Scientists can probe the nuclei of atoms by hitting them with beams of electrons, which are scattered off of the protons in the nucleus like BBs shot at steel ball. The thickness and density of the protons in the nucleus can be measured that way.
It's hard to measure the neutrons, though, because neutrons don't interact well with electrons. However, taking advantage of some quantum mechanical rules, scientists were able to use an electron beam to measure the thickness of the skin of neutrons in the lead-208 nucleus more accurately then before. The details are fantastically complicated — it's experimental quantum mechanics, after all — but what they found is that the neutron skin around the lead nucleus is 0.283 ± 0.071 femtometers. A femtometer is one-quadrillionth of a meter, or if you prefer a trillionth of a millimeter.
That means the neutron skin around the nucleus is 0.283 trillionths of a millimeter thick, or, written out, 0.000000000000283 millimeters. That's a thin skin.

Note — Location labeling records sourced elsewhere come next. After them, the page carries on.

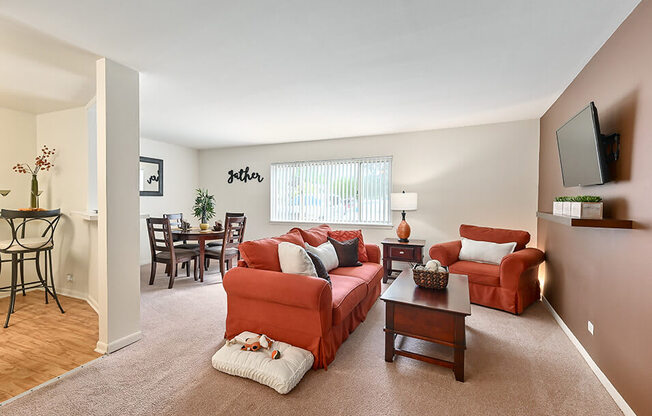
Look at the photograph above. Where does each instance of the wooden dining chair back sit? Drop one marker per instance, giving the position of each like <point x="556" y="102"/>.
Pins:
<point x="163" y="250"/>
<point x="234" y="228"/>
<point x="160" y="237"/>
<point x="176" y="220"/>
<point x="38" y="240"/>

Note the uncertainty (±.071) is about 25% of the thickness, which is large, but far better than previous attempts. The important fact here is that this new measurement is significantly larger than previous ones (which put it closer to 0.15 femtometers).
OK, so neutrons in a lead nucleus form a thicker skin than thought. So what?

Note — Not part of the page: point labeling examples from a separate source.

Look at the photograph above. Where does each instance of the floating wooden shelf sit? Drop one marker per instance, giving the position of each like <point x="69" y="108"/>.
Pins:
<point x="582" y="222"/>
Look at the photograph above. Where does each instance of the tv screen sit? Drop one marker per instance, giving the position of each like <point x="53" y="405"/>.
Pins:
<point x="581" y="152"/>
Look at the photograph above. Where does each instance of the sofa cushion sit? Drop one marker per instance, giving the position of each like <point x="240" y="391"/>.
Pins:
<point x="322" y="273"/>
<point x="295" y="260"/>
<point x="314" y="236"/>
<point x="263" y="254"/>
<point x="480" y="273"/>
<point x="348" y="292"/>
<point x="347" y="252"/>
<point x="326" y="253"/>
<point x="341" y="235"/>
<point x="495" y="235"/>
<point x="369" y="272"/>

Neutron stars are the remains of superdense cores of massive stars after the outer layers explode in a supernova. While that gas blasts away at high speed, the core of the star collapses. The detailed physics is again complicated, but protons and electrons (and antineutrinos, if you want to try this at home and need the list of ingredients) smash together to become neutrons. What's left is a sphere of fiercely dense neutronium, a fluid made of neutrons that has a density of over 100 million tons per cubic centimeter. That's like taking a gigantic pile made of all the automobiles in the United States and crushing it down to the size of a single six-sided die.
So yeah. Dense.
Neutron stars are made of neutrons, and can in a sense be thought of as gigantic atomic nuclei. That's where the new numbers come in. If neutrons behave differently than thought before it means neutron stars do too. The new work uses the equations governing how neutrons behave to show that neutron stars are bigger than thought before. While it was thought they might be from 20 – 24 kilometers wide — roughly the size of a decent city — they may actually be more like 26 – 29 km wide — roughly the size of, well, a slightly larger city.
That difference may seem small, but it has implications. Neutron stars have powerful magnetic fields and can spin rapidly. We call these pulsars, and they can emit vast amounts of energy, enough to be detected across intergalactic distances, for example, and to heat up the expanding debris of a supernova, speeding it up.
Another kind of neutron star is called a magnetar, where the magnetic field is far stronger, like a quadrillion times the strength of Earth's. These can sometimes have absolutely staggeringly huge eruptions; in 2004 one such explosion from a magnetar half the galaxy away from us swept over our planet and physically affected our atmosphere.
Also, colliding neutron stars may make a large amount of elements in the Universe, like strontium, plutonium, and even platinum, silver, and gold.
So how neutron stars behave is rather important to astronomy. They can affect entire galaxies, and certainly our civilizations here on Earth.
They are 40 quintillion — 40 million trillion — times bigger than a single lead nucleus, yet what we've learned about neutrons from that nucleus profoundly affects what we know about neutron stars on a scale nearly unimaginably larger.